Framework for interacting with embedded WebView in iOS application

Last year around the same time I had written a post about Calling Objective-C code from JavaScript in iOS applications . I created a simple framework for it and described how to use it in that post.

Recently I was working on an application that required WebView to be embedded in the same View Controller along with other native iOS controls. I decided to use the above framework, but knew that  my ViewController class will have to extend WebViewController class of the framework. Though I could have done that, I thought separating the functionality of UIWebViewDelegate from the WebViewController would be a better design. So I replaced WebViewController with WebViewDelegate which implements UIWebViewDelegate protocol. I also removed getInitialPageName method from WebViewInterface.h . So here are the files in the new framework –

WebViewDelegate.h
WebViewDelegate.m
WebViewInterface.h
iosBridge.js

To explain how to use this framework, I will take a simple example where a ViewController contains mix of native controls and a WebView (BTW, because delegate functionality is separated from the ViewController, you can now have multiple Web Views in the same View Controller and can still use the framework). Let’s create a ViewController that has a text box and a button (native controls) and a WebView.

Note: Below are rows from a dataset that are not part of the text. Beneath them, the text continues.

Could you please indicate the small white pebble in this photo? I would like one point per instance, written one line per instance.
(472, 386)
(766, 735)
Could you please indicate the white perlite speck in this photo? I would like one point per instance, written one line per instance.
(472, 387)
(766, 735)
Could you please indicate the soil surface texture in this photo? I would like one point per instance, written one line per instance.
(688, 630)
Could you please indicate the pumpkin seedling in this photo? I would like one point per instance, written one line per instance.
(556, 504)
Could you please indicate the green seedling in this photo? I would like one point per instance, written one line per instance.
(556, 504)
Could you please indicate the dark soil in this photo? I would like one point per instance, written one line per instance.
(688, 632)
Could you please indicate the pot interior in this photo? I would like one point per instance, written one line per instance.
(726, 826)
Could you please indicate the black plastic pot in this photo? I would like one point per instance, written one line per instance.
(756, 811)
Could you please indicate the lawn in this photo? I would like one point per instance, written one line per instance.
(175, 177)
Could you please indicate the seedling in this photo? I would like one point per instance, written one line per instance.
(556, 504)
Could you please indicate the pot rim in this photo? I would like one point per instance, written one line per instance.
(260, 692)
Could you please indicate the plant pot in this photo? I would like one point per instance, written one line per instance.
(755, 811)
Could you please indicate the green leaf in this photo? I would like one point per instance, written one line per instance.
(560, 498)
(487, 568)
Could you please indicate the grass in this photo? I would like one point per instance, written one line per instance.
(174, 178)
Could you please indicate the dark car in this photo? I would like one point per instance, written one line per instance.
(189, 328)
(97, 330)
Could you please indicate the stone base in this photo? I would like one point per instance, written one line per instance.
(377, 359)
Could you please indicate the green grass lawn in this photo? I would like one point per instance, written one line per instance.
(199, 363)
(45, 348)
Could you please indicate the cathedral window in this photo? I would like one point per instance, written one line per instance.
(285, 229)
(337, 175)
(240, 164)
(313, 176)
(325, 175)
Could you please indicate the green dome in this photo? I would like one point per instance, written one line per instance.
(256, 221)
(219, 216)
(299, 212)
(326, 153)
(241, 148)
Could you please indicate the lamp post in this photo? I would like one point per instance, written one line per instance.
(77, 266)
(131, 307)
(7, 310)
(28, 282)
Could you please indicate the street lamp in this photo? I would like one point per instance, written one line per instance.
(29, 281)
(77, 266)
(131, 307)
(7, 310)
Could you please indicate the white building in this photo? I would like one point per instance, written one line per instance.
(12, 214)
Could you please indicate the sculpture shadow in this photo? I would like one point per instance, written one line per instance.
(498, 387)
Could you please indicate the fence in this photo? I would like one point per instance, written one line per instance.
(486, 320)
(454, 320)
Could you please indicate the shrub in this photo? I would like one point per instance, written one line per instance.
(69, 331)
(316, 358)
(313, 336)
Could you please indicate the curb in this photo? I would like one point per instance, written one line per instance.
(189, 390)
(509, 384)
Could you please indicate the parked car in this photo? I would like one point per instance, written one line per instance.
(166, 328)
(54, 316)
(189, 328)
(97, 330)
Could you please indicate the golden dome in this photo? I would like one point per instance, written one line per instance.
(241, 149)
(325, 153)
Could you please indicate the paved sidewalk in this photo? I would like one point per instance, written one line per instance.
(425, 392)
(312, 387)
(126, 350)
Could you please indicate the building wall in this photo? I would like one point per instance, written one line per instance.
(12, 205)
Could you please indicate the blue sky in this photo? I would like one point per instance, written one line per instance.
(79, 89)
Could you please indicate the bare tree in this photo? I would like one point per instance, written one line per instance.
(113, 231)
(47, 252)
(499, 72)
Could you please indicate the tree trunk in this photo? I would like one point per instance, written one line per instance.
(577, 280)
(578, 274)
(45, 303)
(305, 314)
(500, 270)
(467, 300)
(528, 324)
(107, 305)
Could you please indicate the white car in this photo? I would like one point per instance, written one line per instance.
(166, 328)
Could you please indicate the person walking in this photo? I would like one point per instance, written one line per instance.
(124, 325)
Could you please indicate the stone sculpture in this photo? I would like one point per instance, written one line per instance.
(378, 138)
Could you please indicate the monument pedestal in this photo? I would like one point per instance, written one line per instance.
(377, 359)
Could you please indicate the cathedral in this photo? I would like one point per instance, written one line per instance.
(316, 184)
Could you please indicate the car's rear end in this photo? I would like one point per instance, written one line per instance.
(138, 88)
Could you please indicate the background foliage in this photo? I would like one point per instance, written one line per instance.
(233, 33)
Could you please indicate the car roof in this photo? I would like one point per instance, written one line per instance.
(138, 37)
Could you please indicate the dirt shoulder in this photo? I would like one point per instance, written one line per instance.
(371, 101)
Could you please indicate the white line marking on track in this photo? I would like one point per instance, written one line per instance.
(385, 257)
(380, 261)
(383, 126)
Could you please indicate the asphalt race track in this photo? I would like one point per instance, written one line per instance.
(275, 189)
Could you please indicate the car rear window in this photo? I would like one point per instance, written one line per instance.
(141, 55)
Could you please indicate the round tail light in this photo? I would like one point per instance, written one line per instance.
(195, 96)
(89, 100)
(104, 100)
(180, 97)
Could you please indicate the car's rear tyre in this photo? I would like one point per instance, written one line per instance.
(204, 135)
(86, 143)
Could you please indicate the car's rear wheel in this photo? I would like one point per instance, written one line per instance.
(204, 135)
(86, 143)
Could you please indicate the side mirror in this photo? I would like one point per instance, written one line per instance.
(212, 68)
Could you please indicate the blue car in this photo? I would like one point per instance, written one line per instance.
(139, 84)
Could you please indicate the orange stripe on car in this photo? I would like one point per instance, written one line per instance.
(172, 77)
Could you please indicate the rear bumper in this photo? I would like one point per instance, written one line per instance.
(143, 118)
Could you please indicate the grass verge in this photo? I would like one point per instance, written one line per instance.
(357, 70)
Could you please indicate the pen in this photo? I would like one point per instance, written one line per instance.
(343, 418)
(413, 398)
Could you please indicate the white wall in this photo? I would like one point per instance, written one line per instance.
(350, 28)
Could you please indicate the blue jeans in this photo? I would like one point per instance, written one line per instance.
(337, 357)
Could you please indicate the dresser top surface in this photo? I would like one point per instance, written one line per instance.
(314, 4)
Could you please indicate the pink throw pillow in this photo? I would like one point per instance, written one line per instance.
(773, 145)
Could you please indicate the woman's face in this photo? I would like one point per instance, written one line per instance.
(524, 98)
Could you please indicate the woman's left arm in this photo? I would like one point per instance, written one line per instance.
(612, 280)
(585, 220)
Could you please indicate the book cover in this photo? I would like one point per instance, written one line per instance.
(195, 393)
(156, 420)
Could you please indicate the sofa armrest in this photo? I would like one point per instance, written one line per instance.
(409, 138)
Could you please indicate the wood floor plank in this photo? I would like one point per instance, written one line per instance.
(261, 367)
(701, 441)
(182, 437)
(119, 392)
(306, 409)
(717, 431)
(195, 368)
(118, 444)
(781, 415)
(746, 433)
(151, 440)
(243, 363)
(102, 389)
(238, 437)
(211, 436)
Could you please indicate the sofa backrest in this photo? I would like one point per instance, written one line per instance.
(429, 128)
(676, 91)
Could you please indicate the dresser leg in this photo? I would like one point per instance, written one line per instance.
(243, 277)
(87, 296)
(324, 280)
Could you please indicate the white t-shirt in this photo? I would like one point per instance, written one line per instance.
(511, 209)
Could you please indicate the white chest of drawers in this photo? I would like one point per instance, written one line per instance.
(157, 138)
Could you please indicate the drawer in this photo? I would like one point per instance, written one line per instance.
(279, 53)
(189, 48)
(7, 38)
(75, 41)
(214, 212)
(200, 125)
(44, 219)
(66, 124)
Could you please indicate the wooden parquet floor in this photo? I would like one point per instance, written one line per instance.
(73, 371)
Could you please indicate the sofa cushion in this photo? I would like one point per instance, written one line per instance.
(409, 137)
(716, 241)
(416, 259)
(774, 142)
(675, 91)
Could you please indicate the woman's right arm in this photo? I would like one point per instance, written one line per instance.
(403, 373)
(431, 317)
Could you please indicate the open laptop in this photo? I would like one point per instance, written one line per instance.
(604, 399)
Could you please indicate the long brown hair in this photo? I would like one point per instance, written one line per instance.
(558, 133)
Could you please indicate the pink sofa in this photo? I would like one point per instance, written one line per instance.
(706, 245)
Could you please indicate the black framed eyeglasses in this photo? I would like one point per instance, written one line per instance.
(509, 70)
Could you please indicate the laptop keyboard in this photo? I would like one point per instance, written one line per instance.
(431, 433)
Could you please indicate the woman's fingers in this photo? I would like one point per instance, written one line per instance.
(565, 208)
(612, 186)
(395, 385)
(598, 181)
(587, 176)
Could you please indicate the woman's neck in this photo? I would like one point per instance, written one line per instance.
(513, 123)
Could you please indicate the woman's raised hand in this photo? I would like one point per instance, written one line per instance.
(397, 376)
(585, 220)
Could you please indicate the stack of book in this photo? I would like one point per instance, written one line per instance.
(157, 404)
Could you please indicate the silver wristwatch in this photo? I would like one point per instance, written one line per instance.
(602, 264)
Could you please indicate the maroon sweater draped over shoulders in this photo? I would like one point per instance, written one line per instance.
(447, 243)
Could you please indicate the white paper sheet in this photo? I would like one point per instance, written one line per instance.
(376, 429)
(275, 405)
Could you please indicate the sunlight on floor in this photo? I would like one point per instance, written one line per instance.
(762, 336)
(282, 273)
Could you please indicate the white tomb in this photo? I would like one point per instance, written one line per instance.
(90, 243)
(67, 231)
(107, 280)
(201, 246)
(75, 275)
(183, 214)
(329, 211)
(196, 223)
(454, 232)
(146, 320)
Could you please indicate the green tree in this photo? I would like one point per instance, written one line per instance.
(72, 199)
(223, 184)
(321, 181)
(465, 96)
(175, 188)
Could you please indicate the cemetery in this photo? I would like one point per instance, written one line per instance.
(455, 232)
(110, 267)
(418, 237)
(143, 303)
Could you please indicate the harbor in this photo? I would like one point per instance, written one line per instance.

20140102_App1The WebView contains a combo box. There is no native combo box control in the Cocoa library, so this example might be useful to you if you want to create a combo box and don’t mind if it is created using HTML.

When the view controller is loaded, it opens index.html in the web view. index.html has just one combo box and it calls a native (Objective-C) method to get the content and populates the list. If you enter text in the text box and click add button, the native code calls a method in JavaScript in index.html to add new item to the list.

 

20140102_Storyboard

This is how the storyboard for this app looks like. Text box, add button and WebView are native iOS controls. Combo box is HTML control displayed in the WebView.

 

 

I created a ViewController class for the above view and called it RKMainViewController.

#import <UIKit/UIKit.h>
#import "WebViewInterface.h"

@interface RKMainViewController : UIViewController <WebViewInterface>
@property (weak, nonatomic) IBOutlet UIWebView *webView;

@end

So unlike the previous framework, this class does not extend WebViewController. It extends UIViewController and implements WebViewInterface protocol of the framework. I have also created an outlet for the web view.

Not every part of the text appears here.